他没有再留下一句话或者一丝笑,只留给我一个倔强而又孤单的背影。
我怔怔地僵立在原地,兀自出神。
人们常用什么“落花有意,流水无情”来概括一厢情愿的故事。可是,我和他之间到底谁才是落花,谁又是流水呢?
他希冀我给予的感情,我不能给。
可是我盼望的情意,他又何尝能给呢?
我想做你姐姐,看着你收获幸福。这么久家庭的温暖,还融不掉你心里的执着吗?
我是爱着你的,我家的小乔儿……
《我的夫君大小乔》大对虾 ˇ漫漫无涯求子路ˇ
第七十五章 漫漫无涯求子路
夜凉如水
白日里我喜欢四处走走看看,在这座金碧辉煌的大鸟笼里,我偶尔会觉得闷。然后,夜晚,我往往会伏案在御书房,批改那一叠又一叠的奏折。
春寒料峭,透骨的风,时不时钻过窗棂间的缝隙。我裹紧身上的毛裘,望向树影斑驳的窗外。
一抹颀长纤细的身影,一闪而过。
我笑了笑,想起那个家伙经常会露出偷油的小鼠般,得意的窃笑。
额头枕在臂弯里,我慢慢闭上眼睛,等待着……
果然,一炷香的功夫不到,就听见不远处“咿呀”一声轻响。有人,踮着脚,悄悄地溜了进来。
唔,不能睁开眼,我已经“睡熟”了!
温热的气息,喷洒在我衣领周围。我感觉到他俯低了身体,双臂越过我。现在,我似乎睡在了他的怀抱里。他身上,有好闻的兰花味道。
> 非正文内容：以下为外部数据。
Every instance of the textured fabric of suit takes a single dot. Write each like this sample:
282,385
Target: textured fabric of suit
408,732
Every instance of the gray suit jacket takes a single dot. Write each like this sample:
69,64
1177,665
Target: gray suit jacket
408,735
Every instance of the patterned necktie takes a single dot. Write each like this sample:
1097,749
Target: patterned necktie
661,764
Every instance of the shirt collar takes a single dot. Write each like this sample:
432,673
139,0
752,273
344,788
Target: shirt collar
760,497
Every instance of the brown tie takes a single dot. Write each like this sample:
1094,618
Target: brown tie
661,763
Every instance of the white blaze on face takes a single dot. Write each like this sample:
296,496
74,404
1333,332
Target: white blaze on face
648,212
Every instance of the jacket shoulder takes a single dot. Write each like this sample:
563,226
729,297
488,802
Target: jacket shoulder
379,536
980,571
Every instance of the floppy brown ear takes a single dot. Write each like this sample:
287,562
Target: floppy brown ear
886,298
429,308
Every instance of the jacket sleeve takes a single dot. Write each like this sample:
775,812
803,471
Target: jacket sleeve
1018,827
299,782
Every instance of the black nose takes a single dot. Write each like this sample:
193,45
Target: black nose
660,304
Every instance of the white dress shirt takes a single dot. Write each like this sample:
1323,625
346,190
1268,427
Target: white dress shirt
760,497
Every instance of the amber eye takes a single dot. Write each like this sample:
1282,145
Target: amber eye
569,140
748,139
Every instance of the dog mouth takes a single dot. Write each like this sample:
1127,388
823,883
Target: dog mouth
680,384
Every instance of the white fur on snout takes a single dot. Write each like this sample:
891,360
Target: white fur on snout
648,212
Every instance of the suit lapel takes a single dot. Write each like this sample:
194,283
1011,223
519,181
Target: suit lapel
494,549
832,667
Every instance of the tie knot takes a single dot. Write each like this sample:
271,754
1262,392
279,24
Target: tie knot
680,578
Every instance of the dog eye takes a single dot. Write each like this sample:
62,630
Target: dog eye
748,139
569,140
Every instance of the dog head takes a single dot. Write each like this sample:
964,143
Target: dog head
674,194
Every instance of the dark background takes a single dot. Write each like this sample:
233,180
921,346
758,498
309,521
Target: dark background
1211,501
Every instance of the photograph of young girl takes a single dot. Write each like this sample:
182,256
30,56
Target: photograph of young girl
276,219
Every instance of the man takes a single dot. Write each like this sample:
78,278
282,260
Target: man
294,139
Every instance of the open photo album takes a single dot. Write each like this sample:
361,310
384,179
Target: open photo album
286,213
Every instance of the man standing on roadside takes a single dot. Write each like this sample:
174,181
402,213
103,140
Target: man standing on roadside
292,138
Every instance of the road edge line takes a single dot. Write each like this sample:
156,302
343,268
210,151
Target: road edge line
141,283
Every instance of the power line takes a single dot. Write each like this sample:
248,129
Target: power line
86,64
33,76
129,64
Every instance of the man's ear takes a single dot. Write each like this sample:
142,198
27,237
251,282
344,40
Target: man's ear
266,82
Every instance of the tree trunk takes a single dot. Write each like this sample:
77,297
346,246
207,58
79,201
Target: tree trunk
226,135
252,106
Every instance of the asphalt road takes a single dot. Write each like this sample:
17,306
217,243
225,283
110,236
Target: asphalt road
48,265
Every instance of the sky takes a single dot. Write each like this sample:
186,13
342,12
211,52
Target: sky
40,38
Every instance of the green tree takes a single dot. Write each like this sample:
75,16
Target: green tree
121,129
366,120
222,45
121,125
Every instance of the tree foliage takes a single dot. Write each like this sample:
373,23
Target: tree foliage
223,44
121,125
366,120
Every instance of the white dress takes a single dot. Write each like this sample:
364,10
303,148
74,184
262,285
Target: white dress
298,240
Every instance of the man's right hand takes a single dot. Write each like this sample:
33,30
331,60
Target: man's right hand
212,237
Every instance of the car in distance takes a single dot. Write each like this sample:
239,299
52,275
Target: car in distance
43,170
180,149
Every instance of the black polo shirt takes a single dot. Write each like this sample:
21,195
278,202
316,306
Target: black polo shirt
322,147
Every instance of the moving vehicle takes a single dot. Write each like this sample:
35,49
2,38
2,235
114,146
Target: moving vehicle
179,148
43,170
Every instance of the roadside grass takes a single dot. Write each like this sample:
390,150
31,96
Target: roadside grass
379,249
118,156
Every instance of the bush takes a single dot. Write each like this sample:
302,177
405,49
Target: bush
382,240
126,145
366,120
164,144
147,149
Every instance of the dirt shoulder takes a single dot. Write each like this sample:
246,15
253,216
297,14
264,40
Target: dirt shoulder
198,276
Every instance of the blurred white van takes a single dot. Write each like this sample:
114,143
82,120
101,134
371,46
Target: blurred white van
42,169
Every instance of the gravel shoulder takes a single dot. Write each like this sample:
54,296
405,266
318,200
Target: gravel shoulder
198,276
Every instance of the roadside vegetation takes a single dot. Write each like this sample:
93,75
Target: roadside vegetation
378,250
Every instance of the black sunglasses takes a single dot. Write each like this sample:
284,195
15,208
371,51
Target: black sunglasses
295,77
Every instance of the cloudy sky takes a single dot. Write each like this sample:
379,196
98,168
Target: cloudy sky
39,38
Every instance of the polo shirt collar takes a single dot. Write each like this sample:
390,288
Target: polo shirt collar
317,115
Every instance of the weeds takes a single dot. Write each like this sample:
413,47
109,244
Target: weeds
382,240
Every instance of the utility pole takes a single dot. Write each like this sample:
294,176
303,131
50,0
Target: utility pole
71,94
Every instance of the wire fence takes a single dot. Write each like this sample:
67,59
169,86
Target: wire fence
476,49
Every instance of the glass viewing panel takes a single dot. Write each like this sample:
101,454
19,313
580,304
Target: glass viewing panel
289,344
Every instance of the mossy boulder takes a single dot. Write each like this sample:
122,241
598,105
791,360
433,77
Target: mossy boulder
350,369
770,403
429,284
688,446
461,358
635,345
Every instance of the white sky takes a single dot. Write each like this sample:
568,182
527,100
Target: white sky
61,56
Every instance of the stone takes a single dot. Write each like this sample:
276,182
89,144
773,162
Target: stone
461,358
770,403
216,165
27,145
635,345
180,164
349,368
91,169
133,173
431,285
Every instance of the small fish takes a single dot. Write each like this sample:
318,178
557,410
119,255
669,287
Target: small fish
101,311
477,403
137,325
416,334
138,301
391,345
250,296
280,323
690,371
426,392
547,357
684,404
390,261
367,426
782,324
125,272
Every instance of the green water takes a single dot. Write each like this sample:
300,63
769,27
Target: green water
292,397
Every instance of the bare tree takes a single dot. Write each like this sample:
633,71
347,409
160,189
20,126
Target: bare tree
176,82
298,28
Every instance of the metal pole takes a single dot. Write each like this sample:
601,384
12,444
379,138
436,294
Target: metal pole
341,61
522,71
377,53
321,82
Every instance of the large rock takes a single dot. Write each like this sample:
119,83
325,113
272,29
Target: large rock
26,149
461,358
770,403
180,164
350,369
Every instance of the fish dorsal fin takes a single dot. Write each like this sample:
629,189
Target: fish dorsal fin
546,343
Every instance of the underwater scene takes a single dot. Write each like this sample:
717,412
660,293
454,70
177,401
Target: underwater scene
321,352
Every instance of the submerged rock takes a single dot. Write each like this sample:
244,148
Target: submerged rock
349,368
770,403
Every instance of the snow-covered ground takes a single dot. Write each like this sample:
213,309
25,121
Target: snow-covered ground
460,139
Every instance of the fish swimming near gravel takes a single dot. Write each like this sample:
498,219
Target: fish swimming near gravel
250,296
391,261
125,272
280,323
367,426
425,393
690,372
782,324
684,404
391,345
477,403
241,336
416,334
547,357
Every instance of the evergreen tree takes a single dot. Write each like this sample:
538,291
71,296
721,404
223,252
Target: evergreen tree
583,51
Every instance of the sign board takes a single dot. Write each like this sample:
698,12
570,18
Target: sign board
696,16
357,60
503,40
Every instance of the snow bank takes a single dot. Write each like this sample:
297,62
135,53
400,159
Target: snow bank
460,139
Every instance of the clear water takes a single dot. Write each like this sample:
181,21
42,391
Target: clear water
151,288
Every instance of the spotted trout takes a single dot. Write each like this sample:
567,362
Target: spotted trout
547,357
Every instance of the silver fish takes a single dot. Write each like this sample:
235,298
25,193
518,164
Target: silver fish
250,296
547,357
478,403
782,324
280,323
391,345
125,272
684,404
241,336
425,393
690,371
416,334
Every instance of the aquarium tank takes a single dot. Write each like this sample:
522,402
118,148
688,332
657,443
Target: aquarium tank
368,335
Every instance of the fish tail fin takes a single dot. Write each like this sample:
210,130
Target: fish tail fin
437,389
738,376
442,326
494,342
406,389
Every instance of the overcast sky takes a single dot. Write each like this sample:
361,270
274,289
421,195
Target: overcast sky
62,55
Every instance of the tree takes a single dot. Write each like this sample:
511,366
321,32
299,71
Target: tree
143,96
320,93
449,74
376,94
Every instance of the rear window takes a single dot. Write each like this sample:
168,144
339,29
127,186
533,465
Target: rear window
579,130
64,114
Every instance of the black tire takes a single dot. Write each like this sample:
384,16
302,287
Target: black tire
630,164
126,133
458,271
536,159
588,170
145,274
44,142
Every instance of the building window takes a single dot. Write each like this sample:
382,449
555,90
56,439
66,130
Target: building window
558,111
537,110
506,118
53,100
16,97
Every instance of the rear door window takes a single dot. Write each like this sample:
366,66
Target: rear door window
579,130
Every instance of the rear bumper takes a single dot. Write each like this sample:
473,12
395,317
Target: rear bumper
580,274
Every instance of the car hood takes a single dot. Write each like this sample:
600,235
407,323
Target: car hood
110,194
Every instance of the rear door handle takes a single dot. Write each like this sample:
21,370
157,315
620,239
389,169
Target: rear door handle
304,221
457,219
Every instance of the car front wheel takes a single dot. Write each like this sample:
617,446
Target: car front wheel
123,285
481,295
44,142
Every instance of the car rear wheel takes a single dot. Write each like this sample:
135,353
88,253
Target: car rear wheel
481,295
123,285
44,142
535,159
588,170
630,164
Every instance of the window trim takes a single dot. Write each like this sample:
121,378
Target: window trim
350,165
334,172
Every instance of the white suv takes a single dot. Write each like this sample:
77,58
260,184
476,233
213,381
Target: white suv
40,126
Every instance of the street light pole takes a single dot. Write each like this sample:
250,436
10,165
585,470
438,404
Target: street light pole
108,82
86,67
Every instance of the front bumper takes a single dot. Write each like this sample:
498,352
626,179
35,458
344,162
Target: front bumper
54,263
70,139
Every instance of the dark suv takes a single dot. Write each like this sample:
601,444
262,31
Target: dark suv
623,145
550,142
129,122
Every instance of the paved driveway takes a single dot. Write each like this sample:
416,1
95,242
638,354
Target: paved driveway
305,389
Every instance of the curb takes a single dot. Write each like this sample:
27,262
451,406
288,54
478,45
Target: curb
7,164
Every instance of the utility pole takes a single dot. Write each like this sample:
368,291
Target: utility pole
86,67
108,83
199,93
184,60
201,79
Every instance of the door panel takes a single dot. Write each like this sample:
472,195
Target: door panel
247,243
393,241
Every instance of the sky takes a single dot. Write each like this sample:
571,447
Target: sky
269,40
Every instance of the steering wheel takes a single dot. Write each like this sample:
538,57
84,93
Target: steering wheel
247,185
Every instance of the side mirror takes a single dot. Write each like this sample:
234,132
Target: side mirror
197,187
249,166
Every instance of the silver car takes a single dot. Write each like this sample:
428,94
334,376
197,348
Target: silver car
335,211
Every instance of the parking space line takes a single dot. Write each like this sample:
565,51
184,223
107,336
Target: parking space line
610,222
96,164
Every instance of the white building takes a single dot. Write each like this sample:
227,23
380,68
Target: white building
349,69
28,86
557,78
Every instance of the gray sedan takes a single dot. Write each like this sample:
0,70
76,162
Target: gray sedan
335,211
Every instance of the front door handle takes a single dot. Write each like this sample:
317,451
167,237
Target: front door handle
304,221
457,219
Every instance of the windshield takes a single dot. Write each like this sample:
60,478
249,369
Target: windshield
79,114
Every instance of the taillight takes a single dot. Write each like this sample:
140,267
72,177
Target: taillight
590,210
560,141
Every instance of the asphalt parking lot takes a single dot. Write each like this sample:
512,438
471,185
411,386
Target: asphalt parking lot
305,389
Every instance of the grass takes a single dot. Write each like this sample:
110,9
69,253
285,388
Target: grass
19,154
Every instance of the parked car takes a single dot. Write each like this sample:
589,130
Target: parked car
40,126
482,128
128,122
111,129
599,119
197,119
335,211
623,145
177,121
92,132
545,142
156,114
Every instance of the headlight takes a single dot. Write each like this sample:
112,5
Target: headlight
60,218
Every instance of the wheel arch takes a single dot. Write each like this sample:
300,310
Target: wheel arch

桌上有轻微的响动,大概是他在收拾散落在满桌的奏折。嗯,是个非常整洁的孩子。
很快,响动消失。我能感觉到,他微微离开我一点距离了。
然后——刷刷——是纸张翻叠的声音,还有……淡淡的笔墨香气。
我轻轻勾起了嘴角。
大概从半年前,深夜的御书房,就会迎来这么位才貌出众的“田螺少年”。他在我入梦时悄悄潜进来,在我睁开惺忪睡眼前偷偷溜走。除了一叠,批改详尽思路缜密的奏折外,他还留下一室淡淡的芳香。
我惬意地深深呼吸着。
“咿呀——”又一声响,我听见熟悉而又轻快的脚步。
“小乔公——”果然是冬梅!
“嘘——”
脚步声蓦然变浅。我在暗忖,冬梅这丫头什么时候变得这么听话了?
嗒——
应该是药膳盅放在案头的声音。即使此刻它没打开盖,我灵敏的鼻子也照样闻得见那里面令人头昏脑胀的味道。
然后,便是默然无声。
“小乔公子,说老实话,您批改的奏折比起陛下来……”
“如何?”他轻声问道。
“真是强太多了!”
冬梅……你这个月的月俸……
“我也是尽力而为。一些小事情,我能帮她解决,就不劳烦她。正经的国家大事,我可不敢擅作主张。这些奏折,我能帮批改一半就不错了……”
“呵呵,您太谦虚啦!”
“唔——”胳膊压麻了,我假模假式,蠕动一下,换了个相对比较舒服的姿势。
身旁二人呼吸皆是一滞,好半天都不敢大喘气。
半晌,我听见两人放松地小声笑起来。
“呵呵,差点以为吵醒姐姐了呢!”我能想象,他一定又露出那种小老鼠的表情了。也许——还吐了吐舌头!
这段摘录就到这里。